The Great Commentary of Cornelius à Lapide
Luke 4:27
And many lepers were in Israel in the time of Eliseus the prophet; and none of them was cleansed saving Naaman the Syrian, a foreigner and a Gentile. As Elisha, following his master Elias, did not prophecy to the Jews, his own people, but to foreigners, and did not therefore heal the lepers that were in Judæa, but Naaman the Gentile, by reason of his faith and their incredulity; so I preach and work miracles among these Capernaite strangers, on account of their faith, reverence, and good-will towards Me, but I leave you Nazarenes alone for your infidelity, your irreverence, and your contempt of Me. For Elisha, like Elias, was a type and forerunner of Christ; and Naaman the Gentile, a type of the Gentiles to whom Christ, leaving the Jews, would, by the apostles, transfer His faith, His church, and His grace. So Bede, Titus, Theophylact, Euthymius, Jansenius, Toletus, and others. Ver. 28. And all they in the synagogue, when they heard these things, were filled with wrath because they knew that they were touched by these two examples of the widow and Naaman, as being incredulous, and that a slur was cast upon them as being unworthy of the miracles of Jesus; and again because they were indignant that Jesus, their fellow-townsman and equal, should compare Himself with, and place Himself before, Elias and Elisha, nay, make Himself out the Messiah, from the prophecy of Isaiah; and, lastly, because Christ hinted that He would transfer His gifts from the Jews to the Gentiles. So S. Thomas, Toletus, Francis Lucas, and others. Ver. 29. And rose up and thrust him out of the city, and led him unto the brow of the hill, whereon their city was built, that they might cast him down headlong " led him " dragged Him, as it seemed to them, by violence, but, in reality, Christ of His own accord allowed Himself to be led and dragged.

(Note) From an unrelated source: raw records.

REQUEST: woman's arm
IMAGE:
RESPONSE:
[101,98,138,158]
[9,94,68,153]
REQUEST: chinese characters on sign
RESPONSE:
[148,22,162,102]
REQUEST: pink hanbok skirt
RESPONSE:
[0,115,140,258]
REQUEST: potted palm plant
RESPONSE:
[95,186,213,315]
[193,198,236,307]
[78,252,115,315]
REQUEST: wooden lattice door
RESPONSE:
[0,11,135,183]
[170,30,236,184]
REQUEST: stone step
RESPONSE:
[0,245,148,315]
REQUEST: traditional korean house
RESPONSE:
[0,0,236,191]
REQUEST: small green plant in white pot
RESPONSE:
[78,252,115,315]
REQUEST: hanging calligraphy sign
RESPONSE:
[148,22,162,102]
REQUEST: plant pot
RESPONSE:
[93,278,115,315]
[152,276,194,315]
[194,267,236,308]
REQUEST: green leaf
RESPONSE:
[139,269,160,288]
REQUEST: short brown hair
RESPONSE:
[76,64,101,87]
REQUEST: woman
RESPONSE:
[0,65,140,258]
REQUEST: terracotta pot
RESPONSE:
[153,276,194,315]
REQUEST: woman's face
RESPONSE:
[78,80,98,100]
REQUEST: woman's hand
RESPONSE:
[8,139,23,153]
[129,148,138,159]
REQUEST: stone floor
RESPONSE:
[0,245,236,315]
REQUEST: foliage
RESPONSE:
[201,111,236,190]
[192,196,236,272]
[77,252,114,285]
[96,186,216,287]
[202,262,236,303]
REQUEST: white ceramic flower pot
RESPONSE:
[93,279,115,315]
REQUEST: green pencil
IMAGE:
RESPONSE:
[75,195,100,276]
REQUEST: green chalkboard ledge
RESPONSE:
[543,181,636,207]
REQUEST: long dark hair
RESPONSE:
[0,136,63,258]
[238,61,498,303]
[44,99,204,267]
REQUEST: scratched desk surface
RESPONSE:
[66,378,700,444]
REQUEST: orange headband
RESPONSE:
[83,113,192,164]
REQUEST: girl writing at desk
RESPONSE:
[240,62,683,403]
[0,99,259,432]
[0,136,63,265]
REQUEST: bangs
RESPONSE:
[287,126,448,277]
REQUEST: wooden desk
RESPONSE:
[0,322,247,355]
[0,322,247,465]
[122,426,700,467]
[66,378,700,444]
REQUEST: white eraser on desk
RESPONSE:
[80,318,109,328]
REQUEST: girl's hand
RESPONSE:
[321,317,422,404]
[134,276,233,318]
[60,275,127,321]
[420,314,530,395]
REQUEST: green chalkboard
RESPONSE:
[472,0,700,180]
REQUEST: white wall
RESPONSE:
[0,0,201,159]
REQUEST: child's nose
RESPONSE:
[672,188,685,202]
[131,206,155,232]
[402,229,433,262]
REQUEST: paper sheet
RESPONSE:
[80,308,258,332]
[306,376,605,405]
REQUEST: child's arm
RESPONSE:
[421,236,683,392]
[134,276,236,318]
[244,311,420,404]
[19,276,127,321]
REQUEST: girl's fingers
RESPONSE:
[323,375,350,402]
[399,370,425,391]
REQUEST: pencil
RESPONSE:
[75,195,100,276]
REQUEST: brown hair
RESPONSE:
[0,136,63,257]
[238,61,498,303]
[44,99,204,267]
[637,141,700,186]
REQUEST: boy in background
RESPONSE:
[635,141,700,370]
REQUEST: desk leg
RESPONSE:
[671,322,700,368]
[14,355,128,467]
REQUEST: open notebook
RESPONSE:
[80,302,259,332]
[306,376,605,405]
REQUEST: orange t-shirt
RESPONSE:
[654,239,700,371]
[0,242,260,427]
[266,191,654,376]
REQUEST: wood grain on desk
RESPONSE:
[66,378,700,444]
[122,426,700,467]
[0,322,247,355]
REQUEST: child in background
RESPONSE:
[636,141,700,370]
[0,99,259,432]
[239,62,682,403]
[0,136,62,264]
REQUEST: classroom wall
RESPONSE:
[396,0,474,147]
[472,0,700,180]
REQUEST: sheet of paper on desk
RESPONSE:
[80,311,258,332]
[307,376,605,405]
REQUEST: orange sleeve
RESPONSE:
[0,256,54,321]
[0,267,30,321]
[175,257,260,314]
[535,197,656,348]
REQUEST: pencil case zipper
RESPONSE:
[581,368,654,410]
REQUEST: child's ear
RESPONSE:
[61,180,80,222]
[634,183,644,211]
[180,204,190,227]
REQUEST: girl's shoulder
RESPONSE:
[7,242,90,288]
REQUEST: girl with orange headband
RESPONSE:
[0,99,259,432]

That they might cast him down headlong fromthe top of the hill to the bottom, and so kill Him, as one who had defamed his own native place, and inflicted injury and insult upon it; and therefore they brought Him forth outside of the city, as being unworthy of it, that they might cast Him from the top of the mountain, dash Him down upon the rocks, and break His whole body to pieces. This was a grievous piece of violence on the part of the Nazarenes against Christ, their fellow-citizen, and thus, as Euthymius observes, they confirmed in act, what He had spoken in words, namely, that a prophet is not held in honour in his own country, but dishonoured, nay, slain; and that therefore the Nazarenes were unworthy of the preaching and miracles of Christ.
S. Bonaventure, Toletus, and others add, that they took Christ out of the city to the top of the hill that they might slay Him as a blasphemer, because He had made Himself the Messiah. For though, by the law, the blasphemer was to be stoned, still they wished to cast Christ headlong upon the rocks and stones, because this is the same as if they had stoned Him. Whether the stones are cast at the man, or the man hurled headlong upon the stones, is all one; indeed, the latter is more cruel and terrible. So it was that they cast S. Stephen out of Jerusalem as a blasphemer, and stoned him; and S. James, the first Bishop of Jerusalem, was hurled down from a pinnacle of the Temple as a blasphemer, because He taught that Christ was the Messiah.
S. Ambrose points out that these men were worse than the devil, who did but set Christ upon a pinnacle of the Temple, and say to Him, "Cast thyself down," while these did their best to hurl Him down by force. "The heritage of the disciples," he says, "is worse than that of the master - he tempts the Lord by word, they attempt His life by their act he says, 'Cast thyself down,' they do Him violence in order to cast Him down."